People, Achievement, Power
To some degree, you can determine what will make you happy by considering where you fall on the spectrum of the three “social motivators”: the need for accomplishment, the need for personal ties or the need for power. All three will apply, though one usually dominates. Are you an “Alpha” type who needs to be in control? Are relationships important? Is accomplishment your key? In short, know thyself. People often hit impasses because they are mismatched on the job or in life.
To understand yourself better and end an impasse, map the insights you have uncovered about your personality. Write a list of categories of life and career concerns. Capture highlights in each area: career and life interests, social motivations, plus the theme of the tensions in your life. List these categories, and then fill in the blanks as they apply so you can really understand the patterns in your life.
Self-knowledge is important to moving beyond an impasse. But you cannot move along if you are afraid to act.
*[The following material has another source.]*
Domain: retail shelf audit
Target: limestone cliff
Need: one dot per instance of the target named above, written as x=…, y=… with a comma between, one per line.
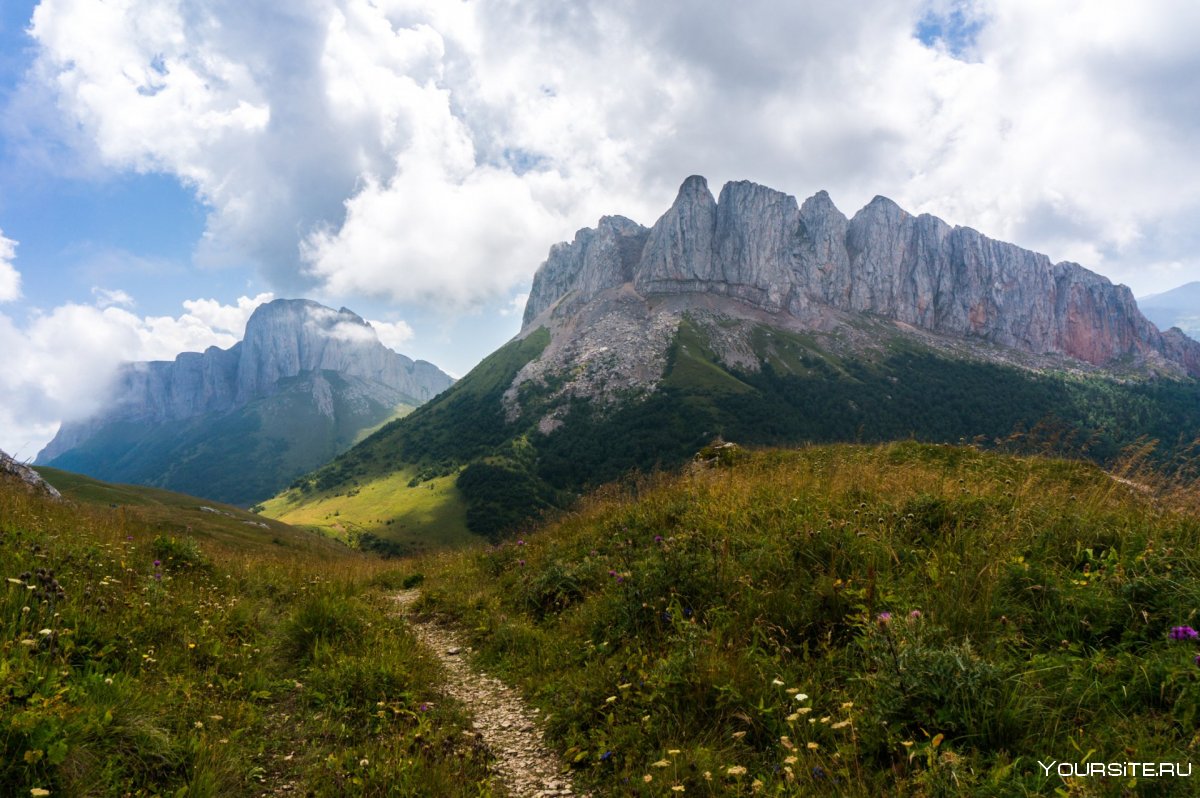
x=762, y=249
In fact, if you do not act, you will simply stay in the same mental quagmire that bedevils you now. The nature of your action depends on the problems that caused your impasse. Maybe, to get “unstuck,” you need to buy the building materials for your delayed construction project. Whatever it is, you must act, but do so intelligently. If you plan to pursue a new career, talk to as many people as you can who work in that field. If you want to move to a new city, travel there first to find out what it is like. Don’t make an uninformed decision. Trust your head and your heart.
Whatever form your personal action takes, it represents movement into unfamiliar territory. Now you can change based on the hard work you have done, the mental exercises you have applied, and the self-assessment you have undergone to learn about yourself and what makes you happy. Often the choice you make will be a hard one. Do not compromise. Be bold and brave. Make the decision that in your heart you know is right. An impasse is a door that you open to enter a brand new life. Open it.